Retired neurosurgeon Ben Carson is cementing his newfound front-running status in the first-caucus state of Iowa.
A new Bloomberg Politics/Des Moines Register survey released Friday found Carson leading real-estate tycoon Donald Trump, 28% to 19%, among likely Republican caucus-goers in the Hawkeye State. Carson has surged 10 points since late August, according to the survey, while Trump has fallen 4 points.
Sen. Ted Cruz (R-Texas) was the only other Republican to place in double digits, garnering 10% of likely GOP caucus-goers. Sen. Marco Rubio (R-Florida) was in fourth at 9%, while Sen. Rand Paul (R-Kentucky) and former Florida Gov. Jeb Bush (R) tied for fifth at 5%.
J. Ann Selzer, president of Iowa-based Selzer & Co., which conducted the poll, ascribed Carson’s rise and Trump’s subsequent slump to evangelical Christians “coalescing” around Carson. One-third of self-described evangelical Christians in the poll chose Carson as their first choice, up from 21% in late August.
“His standing has improved in every way pollsters traditionally measure,” Selzer told Bloomberg. “This might be a wake-up for Donald Trump.”
It was the second straight day a poll out of Iowa found Trump surprisingly and suddenly out of the top spot in the Hawkeye State. Quinnipiac University found similar results in a poll released Thursday, as Carson led Trump 28% to 20%.
The Bloomberg/Des Moines Register survey painted a picture of what has drawn Iowa voters to Carson. The fact that he has an “inspirational personal story” was “very attractive” to 54% of likely caucus-goers. And that he is “not a career politician” was described as “very attractive” to 48%.
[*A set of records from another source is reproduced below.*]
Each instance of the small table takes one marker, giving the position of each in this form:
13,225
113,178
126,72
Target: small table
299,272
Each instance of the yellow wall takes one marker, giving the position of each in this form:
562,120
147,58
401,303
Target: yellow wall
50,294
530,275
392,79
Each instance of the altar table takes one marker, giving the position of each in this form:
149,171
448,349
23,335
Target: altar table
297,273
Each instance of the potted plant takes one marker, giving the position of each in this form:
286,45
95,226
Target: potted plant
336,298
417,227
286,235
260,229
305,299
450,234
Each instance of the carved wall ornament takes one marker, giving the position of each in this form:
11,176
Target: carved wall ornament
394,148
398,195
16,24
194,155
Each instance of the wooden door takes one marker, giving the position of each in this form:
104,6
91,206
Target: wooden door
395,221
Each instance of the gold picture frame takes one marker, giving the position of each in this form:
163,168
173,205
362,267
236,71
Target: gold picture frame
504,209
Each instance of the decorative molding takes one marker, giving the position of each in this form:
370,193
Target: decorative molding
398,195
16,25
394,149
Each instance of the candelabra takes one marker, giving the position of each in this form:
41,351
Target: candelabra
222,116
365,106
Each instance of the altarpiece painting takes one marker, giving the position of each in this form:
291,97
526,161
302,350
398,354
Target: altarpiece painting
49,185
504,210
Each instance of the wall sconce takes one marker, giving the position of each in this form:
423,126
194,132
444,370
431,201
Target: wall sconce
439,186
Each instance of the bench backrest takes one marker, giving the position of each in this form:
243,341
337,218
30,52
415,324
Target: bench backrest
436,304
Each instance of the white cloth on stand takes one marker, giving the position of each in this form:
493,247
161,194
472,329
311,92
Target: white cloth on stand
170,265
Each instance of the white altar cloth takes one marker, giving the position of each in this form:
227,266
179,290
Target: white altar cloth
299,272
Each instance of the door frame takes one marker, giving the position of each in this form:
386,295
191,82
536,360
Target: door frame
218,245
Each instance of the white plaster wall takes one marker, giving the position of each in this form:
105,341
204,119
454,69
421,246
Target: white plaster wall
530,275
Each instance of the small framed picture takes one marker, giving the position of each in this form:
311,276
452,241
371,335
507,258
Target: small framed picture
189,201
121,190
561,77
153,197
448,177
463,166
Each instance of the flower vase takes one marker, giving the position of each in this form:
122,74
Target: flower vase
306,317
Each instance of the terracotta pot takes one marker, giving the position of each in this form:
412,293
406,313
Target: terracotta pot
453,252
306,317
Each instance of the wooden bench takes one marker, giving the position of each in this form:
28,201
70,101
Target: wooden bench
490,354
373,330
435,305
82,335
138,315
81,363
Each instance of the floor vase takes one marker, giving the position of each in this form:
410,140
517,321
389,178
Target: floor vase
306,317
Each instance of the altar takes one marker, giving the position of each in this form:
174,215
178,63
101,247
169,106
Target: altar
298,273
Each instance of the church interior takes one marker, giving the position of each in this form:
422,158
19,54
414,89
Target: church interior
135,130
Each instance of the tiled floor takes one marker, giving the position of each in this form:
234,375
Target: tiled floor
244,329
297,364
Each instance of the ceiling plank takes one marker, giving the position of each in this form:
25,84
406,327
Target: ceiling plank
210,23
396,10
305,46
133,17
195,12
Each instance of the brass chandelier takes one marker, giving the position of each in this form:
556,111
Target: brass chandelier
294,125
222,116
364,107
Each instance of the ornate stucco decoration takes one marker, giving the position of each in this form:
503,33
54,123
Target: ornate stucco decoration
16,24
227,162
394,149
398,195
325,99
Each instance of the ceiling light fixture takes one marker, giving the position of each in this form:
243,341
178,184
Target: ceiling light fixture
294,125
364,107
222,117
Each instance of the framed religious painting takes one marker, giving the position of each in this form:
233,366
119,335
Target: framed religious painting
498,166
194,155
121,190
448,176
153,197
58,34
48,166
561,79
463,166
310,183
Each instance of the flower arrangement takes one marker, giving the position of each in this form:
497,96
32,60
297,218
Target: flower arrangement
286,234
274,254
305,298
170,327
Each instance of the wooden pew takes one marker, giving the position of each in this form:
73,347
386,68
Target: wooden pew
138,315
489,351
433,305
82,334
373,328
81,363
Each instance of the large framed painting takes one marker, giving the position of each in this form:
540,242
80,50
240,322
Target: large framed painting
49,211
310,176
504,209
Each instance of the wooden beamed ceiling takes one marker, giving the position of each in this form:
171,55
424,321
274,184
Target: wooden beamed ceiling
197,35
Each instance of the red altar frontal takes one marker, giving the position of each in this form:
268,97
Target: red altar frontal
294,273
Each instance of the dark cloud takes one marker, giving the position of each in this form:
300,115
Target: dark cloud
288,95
Even some of Carson’s more controversial comments have seemingly gained him credibility with Iowa’s Republican voters. Significant pluralities said it was “very attractive” that Carson has “raised questions about whether a Muslim should ever be president,” has said the Affordable Care Act is “the worst thing since slavery,” and has said that “Hitler might not have been as successful if the people had been armed.”
Aside from the two Iowa surveys, Trump has led almost every national and state-based poll since he rose to the top of the GOP field this summer. He has continued to hold decisive leads in several other surveys out this week.
But Carson has been gaining since shortly after the first Republican presidential debate in August.
“It’s Ben Carson’s turn in the spotlight,” Quinnipiac pollster Peter Brown said in a statement on the Iowa results Thursday.
“As they have been pondering for six months, many in the political world still are trying to understand Carson’s appeal and how someone who seems to be operating outside the traditional news media/political environment is doing so well among the most conservative GOP voters.”